Where populations are sparse or shrinking, usually in rural places and small
cities, economies are often stagnant, and populism sells._

What does "thriving" mean here? GDP? Do any countries track GDP by city? I
haven't heard of that if so. This paragraph is vague but if by "thriving" they
mean lots of economic activity, that's a circular definition - "thriving
economies are where lots of people are". By this logic cities have always had
more "thriving" economies than rural areas and always will, by the very
definition of what a city is.

Also, whilst they define populism, they do not define "cosmopolitanism". If
populism is the feeling that a small group of elites do not represent the
needs of ordinary people, then what is cosmopolitanism? The idea that elites
don't exist at all? Or that they do and that it's a good thing if they rule?

 _As youth have continued to migrate from rural areas to cities, their
movement has widened not only the median age gap between rural places and
cities, but also gaps in attitude, since the young, regardless of where they
live, tend to associate more with urban outlooks._

More circularity. Cities are dominated by the young, therefore the young
associate more with urban outlooks. This is restating the premise in different
words.

 _One movement extols the values that are a practical necessity in dense,
interconnected cities: interdependence, internationalism and the embrace of
“diversity” (defined along multiple dimensions)_

This is stated as if it's obvious fact, but I don't understand why. Why is
internationalism a practical necessity in cities? Are there no cities in the
world with quite ethnically homogenous populations? Have the authors visited
eastern European or Russian cities? Or African cities?
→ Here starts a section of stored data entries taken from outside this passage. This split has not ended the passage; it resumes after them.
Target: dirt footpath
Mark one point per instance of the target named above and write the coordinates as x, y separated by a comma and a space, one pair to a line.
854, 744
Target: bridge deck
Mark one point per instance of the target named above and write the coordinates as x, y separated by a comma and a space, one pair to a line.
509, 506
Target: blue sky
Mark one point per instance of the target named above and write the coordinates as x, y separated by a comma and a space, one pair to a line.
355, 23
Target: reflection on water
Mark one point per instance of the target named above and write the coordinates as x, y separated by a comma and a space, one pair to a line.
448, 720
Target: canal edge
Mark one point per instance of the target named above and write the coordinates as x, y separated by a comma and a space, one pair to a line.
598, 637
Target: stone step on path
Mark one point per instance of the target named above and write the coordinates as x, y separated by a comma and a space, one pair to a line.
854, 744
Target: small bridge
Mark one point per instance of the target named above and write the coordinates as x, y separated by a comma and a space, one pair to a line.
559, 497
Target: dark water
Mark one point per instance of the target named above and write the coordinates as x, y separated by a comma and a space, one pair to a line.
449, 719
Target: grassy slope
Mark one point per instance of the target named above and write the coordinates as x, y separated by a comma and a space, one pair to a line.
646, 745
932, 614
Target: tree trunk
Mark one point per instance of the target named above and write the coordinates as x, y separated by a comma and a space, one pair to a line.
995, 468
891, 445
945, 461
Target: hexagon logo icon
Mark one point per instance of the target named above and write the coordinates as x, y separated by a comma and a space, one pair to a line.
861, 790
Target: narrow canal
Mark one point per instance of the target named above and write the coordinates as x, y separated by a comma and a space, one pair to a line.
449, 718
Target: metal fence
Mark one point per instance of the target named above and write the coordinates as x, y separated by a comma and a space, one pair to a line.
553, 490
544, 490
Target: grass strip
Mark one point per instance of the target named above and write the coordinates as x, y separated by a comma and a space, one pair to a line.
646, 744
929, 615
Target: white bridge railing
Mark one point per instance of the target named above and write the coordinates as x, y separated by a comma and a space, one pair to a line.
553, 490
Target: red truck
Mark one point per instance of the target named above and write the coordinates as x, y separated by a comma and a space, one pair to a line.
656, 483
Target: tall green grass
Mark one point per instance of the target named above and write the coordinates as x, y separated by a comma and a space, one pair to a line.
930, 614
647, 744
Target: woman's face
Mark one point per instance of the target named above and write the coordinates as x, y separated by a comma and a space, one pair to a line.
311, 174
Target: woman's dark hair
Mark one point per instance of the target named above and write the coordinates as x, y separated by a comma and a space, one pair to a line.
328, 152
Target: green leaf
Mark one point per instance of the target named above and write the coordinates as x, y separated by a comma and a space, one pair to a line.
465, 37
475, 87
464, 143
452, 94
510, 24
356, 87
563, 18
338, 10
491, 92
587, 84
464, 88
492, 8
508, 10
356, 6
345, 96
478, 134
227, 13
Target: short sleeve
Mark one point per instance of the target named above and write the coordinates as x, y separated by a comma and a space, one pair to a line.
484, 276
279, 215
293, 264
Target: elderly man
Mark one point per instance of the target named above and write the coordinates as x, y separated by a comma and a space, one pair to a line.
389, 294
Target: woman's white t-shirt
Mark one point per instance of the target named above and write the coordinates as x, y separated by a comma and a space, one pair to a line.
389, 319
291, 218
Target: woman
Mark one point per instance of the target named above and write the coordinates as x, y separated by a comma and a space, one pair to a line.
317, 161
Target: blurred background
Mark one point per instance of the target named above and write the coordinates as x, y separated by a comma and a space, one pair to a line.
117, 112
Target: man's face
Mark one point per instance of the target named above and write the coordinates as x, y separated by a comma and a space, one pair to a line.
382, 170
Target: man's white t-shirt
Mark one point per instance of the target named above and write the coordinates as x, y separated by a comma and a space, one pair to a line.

Overall I find this analysis weak. It's basically a big correlation/causation
fallacy, written by academics in the NY Times (elitist intellectuals writing
in what is practically the official newspaper of such people), who are non too
subtly arguing that smart young energetic people and places are people who
agree with academics, and old decaying declining people and places are people
who don't.

But there are many other ways to explain contemporary political shifts. I see
no reason to link it to demographics.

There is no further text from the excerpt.